O estudo contou com a participação de 1.250 voluntários, divididos aleatoriamente entre dois grupos, com 625 participantes cada um. Esses pacientes estavam internados em 95 hospitais da Argentina, do Brasil, do Canadá, da Índia, do México, do Reino Unido e dos EUA. O Brasil foi o país que mais contribuiu para o ensaio, com 762 pacientes incluídos em vários centros liderados pelo Einstein.
O desfecho primário avaliado foi a falência dos órgãos ou a morte dos pacientes. No grupo de teste, houve 70 mortes ou quadros de disfunção orgânica (11,2%) contra 86 (13,8%) no grupo placebo em 30 dias. A redução observada no risco relativo de 20% não foi considerada significante. Considerando apenas as mortes, houve 41 no grupo dapagliflozina e 54 no grupo placebo.
Se por um lado o estudo não confirmou eficácia em tratar a doença, por outro não há indícios para pensar que o uso da dapaglflozina não seja seguro, já que os efeitos colaterais foram mais comuns no grupo placebo (13,3%) do que no grupo tratado com o medicamento (10,6%). Esse achado é muito relevante para a prática clínica, visto que essa medicação é extremamente útil quando utilizada cronicamente (em nível ambulatorial) para o tratamento do diabetes tipo 2 e insuficiência cardíaca, representando um dos maiores avanços dos últimos anos no manejo destas condições.

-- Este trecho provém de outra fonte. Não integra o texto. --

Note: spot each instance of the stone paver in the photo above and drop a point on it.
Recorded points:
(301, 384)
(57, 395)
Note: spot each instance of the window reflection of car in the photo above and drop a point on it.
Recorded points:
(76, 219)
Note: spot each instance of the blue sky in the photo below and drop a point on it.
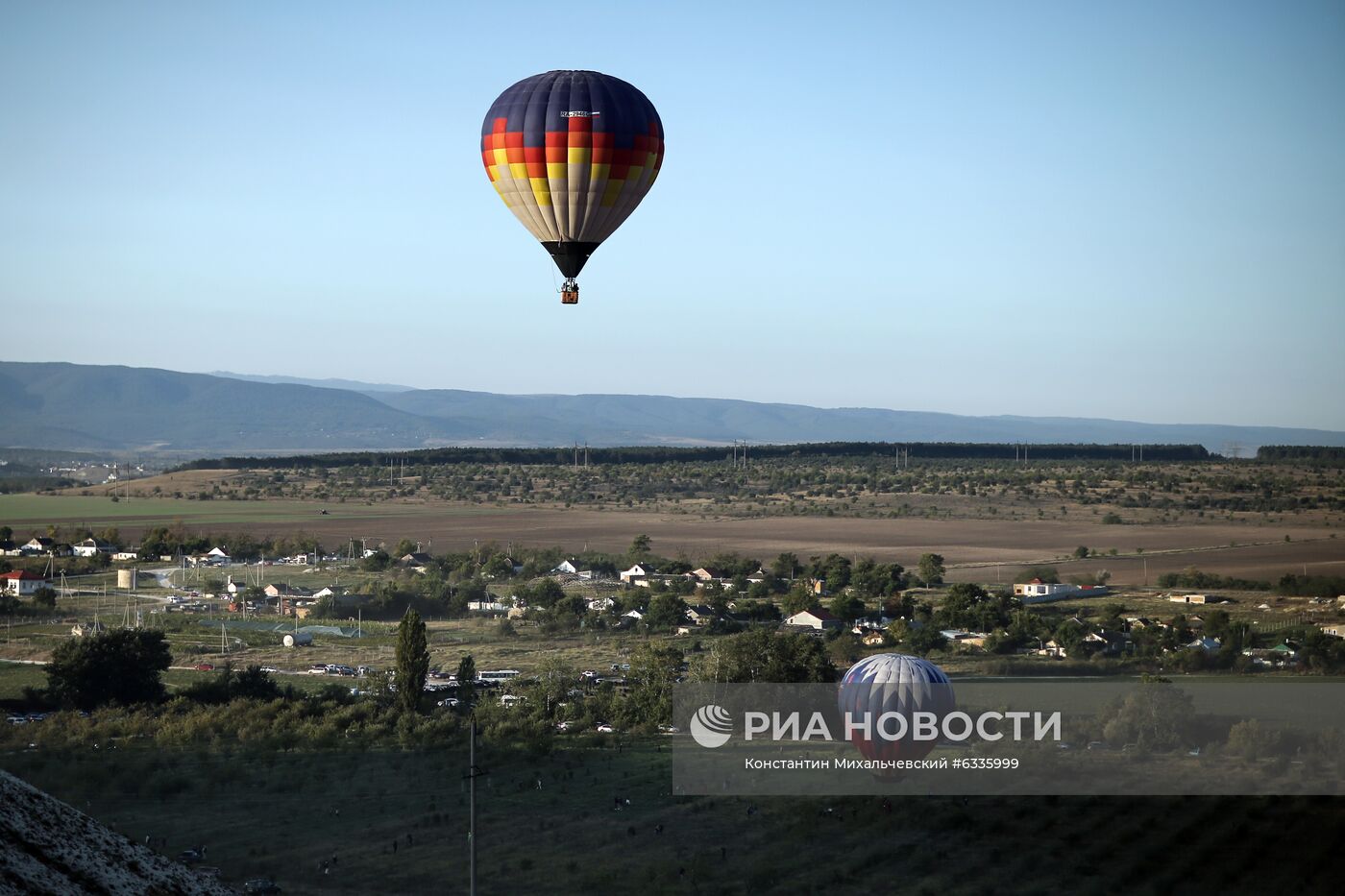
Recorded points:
(1062, 208)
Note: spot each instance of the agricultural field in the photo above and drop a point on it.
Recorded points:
(285, 814)
(1254, 521)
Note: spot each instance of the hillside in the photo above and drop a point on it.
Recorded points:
(78, 406)
(46, 846)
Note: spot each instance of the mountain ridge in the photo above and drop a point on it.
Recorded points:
(85, 406)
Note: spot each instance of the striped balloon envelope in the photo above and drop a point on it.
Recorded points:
(893, 684)
(572, 154)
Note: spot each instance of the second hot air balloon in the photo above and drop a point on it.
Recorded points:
(572, 154)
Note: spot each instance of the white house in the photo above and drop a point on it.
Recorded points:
(37, 545)
(20, 583)
(638, 574)
(816, 619)
(91, 547)
(1041, 593)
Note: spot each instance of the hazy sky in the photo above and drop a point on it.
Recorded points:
(1130, 210)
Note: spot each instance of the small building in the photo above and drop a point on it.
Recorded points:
(701, 615)
(814, 619)
(1194, 599)
(91, 547)
(20, 583)
(1041, 593)
(416, 560)
(638, 574)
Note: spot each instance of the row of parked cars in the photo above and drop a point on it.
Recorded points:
(335, 668)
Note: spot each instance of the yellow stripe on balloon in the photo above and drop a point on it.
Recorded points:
(542, 190)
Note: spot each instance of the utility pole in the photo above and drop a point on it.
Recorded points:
(473, 774)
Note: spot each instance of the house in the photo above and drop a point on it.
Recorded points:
(636, 574)
(1052, 648)
(701, 615)
(966, 638)
(91, 547)
(1194, 599)
(1112, 642)
(282, 590)
(416, 560)
(1039, 593)
(814, 619)
(20, 583)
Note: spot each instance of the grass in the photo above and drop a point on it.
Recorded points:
(282, 814)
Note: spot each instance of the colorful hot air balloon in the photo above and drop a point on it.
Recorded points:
(894, 682)
(572, 154)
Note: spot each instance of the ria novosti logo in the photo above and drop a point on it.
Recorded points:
(712, 725)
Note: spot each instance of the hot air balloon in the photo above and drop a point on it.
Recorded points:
(900, 684)
(572, 154)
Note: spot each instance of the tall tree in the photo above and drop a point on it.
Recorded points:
(412, 661)
(467, 680)
(931, 569)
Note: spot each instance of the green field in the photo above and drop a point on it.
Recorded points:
(282, 814)
(37, 510)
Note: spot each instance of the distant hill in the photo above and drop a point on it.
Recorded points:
(78, 406)
(353, 385)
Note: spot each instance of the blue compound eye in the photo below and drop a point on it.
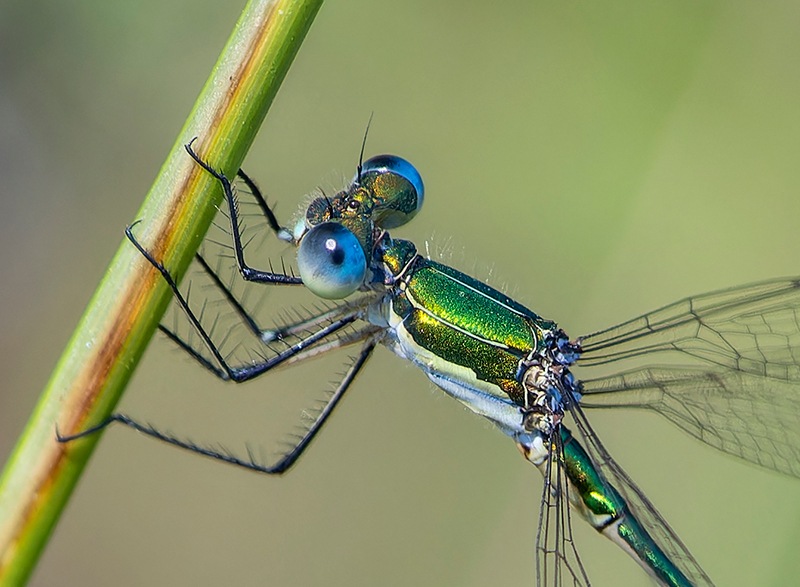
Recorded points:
(396, 187)
(331, 261)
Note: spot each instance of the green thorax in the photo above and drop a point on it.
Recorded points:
(458, 320)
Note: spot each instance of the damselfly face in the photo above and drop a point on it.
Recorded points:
(336, 236)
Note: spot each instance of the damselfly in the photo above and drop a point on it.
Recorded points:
(727, 371)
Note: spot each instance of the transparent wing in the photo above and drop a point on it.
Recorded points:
(643, 512)
(730, 373)
(753, 328)
(557, 560)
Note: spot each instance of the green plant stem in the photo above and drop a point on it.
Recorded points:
(130, 300)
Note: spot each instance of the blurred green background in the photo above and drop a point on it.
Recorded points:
(598, 160)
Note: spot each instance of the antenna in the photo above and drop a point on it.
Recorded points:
(363, 144)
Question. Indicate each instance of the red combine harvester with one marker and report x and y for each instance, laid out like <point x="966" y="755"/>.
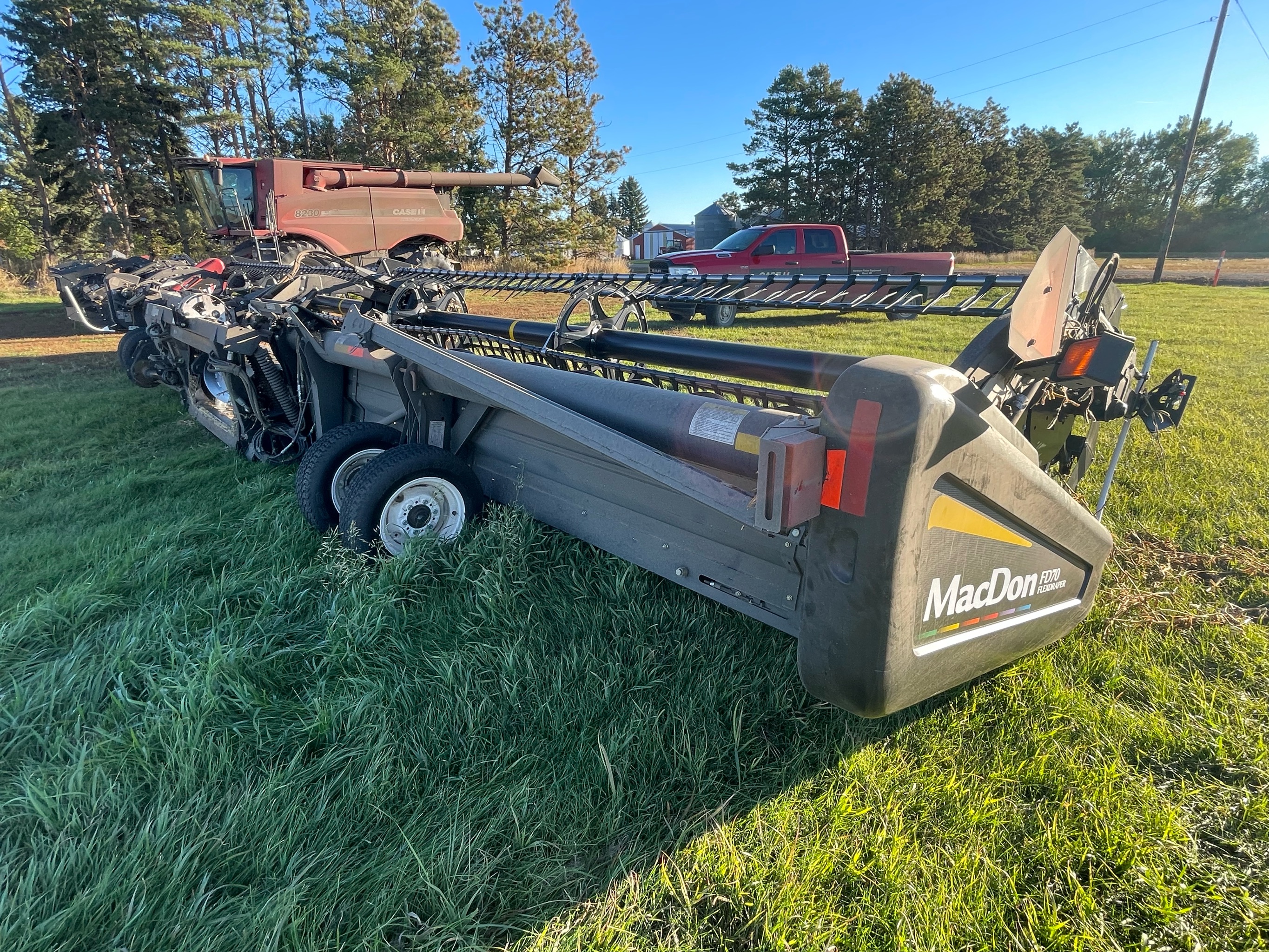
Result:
<point x="278" y="207"/>
<point x="273" y="210"/>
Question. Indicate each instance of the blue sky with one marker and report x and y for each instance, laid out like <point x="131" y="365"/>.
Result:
<point x="678" y="79"/>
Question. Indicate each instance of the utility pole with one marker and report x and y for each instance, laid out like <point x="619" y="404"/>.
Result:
<point x="1190" y="145"/>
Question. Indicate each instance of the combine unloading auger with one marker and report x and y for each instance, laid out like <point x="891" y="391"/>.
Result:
<point x="900" y="517"/>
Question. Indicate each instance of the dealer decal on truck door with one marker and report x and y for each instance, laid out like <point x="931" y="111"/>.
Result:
<point x="983" y="573"/>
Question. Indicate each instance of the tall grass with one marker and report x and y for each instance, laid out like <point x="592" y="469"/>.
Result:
<point x="220" y="732"/>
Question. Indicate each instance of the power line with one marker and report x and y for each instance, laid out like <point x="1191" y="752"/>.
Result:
<point x="1049" y="40"/>
<point x="1084" y="59"/>
<point x="1248" y="20"/>
<point x="669" y="168"/>
<point x="684" y="145"/>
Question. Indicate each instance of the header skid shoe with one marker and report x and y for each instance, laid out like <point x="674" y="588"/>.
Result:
<point x="943" y="551"/>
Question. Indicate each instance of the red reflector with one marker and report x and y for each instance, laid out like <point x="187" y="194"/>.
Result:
<point x="1077" y="358"/>
<point x="858" y="470"/>
<point x="832" y="493"/>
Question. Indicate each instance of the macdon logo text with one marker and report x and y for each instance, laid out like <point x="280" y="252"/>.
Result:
<point x="1003" y="584"/>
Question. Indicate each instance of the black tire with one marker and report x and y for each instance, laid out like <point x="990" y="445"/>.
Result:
<point x="289" y="249"/>
<point x="720" y="315"/>
<point x="315" y="478"/>
<point x="141" y="355"/>
<point x="389" y="483"/>
<point x="127" y="346"/>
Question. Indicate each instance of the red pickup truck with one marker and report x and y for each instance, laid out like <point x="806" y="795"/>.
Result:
<point x="790" y="249"/>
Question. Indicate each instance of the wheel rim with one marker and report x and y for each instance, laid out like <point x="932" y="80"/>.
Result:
<point x="216" y="386"/>
<point x="424" y="506"/>
<point x="343" y="478"/>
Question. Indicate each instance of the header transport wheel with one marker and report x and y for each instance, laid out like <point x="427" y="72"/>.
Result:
<point x="330" y="465"/>
<point x="409" y="492"/>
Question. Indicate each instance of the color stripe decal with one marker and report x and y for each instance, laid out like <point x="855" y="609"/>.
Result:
<point x="858" y="470"/>
<point x="948" y="513"/>
<point x="832" y="493"/>
<point x="978" y="631"/>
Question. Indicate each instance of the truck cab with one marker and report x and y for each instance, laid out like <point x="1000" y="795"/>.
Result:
<point x="799" y="249"/>
<point x="347" y="209"/>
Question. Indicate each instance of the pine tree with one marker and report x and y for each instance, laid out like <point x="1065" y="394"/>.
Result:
<point x="392" y="64"/>
<point x="805" y="150"/>
<point x="631" y="207"/>
<point x="585" y="165"/>
<point x="920" y="168"/>
<point x="516" y="74"/>
<point x="301" y="47"/>
<point x="106" y="110"/>
<point x="27" y="169"/>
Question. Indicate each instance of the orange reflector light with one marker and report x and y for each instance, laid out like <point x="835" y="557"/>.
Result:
<point x="1077" y="360"/>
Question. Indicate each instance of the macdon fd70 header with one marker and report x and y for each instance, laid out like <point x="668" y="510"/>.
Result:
<point x="904" y="520"/>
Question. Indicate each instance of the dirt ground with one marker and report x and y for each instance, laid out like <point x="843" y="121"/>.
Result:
<point x="39" y="328"/>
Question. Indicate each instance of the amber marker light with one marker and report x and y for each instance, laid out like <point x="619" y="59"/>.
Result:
<point x="1077" y="358"/>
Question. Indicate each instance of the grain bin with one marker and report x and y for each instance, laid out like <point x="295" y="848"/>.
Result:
<point x="714" y="225"/>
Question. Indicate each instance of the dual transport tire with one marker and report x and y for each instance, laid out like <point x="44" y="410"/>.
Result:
<point x="715" y="315"/>
<point x="381" y="492"/>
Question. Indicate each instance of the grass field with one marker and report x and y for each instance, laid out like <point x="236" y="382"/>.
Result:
<point x="218" y="732"/>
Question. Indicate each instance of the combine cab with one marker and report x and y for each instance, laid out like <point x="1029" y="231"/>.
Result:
<point x="278" y="207"/>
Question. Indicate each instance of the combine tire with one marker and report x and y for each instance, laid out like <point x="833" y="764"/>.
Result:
<point x="988" y="353"/>
<point x="328" y="468"/>
<point x="720" y="315"/>
<point x="408" y="492"/>
<point x="129" y="343"/>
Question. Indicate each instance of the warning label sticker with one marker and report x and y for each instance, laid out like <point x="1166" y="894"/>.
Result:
<point x="717" y="423"/>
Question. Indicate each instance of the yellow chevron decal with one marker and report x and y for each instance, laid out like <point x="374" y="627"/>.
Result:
<point x="951" y="515"/>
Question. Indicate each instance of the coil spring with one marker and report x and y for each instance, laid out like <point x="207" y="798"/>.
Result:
<point x="268" y="369"/>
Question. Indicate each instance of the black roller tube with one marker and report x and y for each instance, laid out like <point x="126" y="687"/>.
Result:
<point x="814" y="370"/>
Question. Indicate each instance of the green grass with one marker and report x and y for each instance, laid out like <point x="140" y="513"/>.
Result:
<point x="218" y="732"/>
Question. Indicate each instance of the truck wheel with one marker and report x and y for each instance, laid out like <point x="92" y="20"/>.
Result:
<point x="329" y="466"/>
<point x="720" y="315"/>
<point x="129" y="343"/>
<point x="408" y="492"/>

Considerado o padrão-ouro para a avaliação de tratamentos, o estudo foi conduzido no formato randomizado e duplo-cego. Nesta modalidade, pacientes são distribuídos aleatoriamente entre grupos e nem eles nem os responsáveis por administrar e acompanhar os pacientes têm acesso a qual dos dois tratamentos (droga ou placebo) é administrado. O sigilo só é removido no fim do estudo.
A dapagliflozina é um inibidor da proteína SGLT2 (cotransportador sódio-glicose 2) e é usado no tratamento do diabetes, como alternativa de aumentar a eliminação de glicose pela urina, por meio do rim, e reduzir os níveis sanguíneos do nutriente. Quando elevado, o nível sanguíneo da glicose aumenta a probabilidade de complicações cardiovasculares. Recentemente, foi observado em estudos clínicos robustos que o medicamento também reduz de forma importante o risco de mortalidade e de complicações cardiovasculares em pacientes com insuficiência cardíaca ( mesmo em quem não tem diabetes) e também é eficaz em pacientes com doença renal crônica, o que tem motivado novos estudos, inclusive, no caso do DARE-19, como possibilidade de tratamento contra a Covid-19.
“Os resultados do estudo possuem impacto para a prática clínica e para pesquisas futuras. Para a prática clínica, o estudo mostrou grande segurança de manter estas medicações em pacientes hospitalizados com Covid-19. Assim, interromper o tratamento, como vinha sendo feito e recomendado com base em opiniões de especialistas, não é justificável”, diz Otavio Berwanger, M.D., Ph.D., Diretor da Academic Research Organization (ARO) do Einstein e autor-sênior do estudo.
“Apesar de as taxas de morte e de lesões de órgãos alvo terem sido numericamente inferiores na dapagliflozina do que no placebo, essas diferenças não foram significativas do ponto de vista estatístico. Assim, parece haver um sinal de possível benefício, mas que merece ser mais estudado em pesquisas futuras, tanto em Covid-19 quanto em doenças como sepse, dentre outras”, explica Berwanger. “O estudo mostra a enorme força da pesquisa colaborativa e o papel de protagonismo da ciência brasileira, mesmo quando comparada ao de outros países”, conclui o cientista.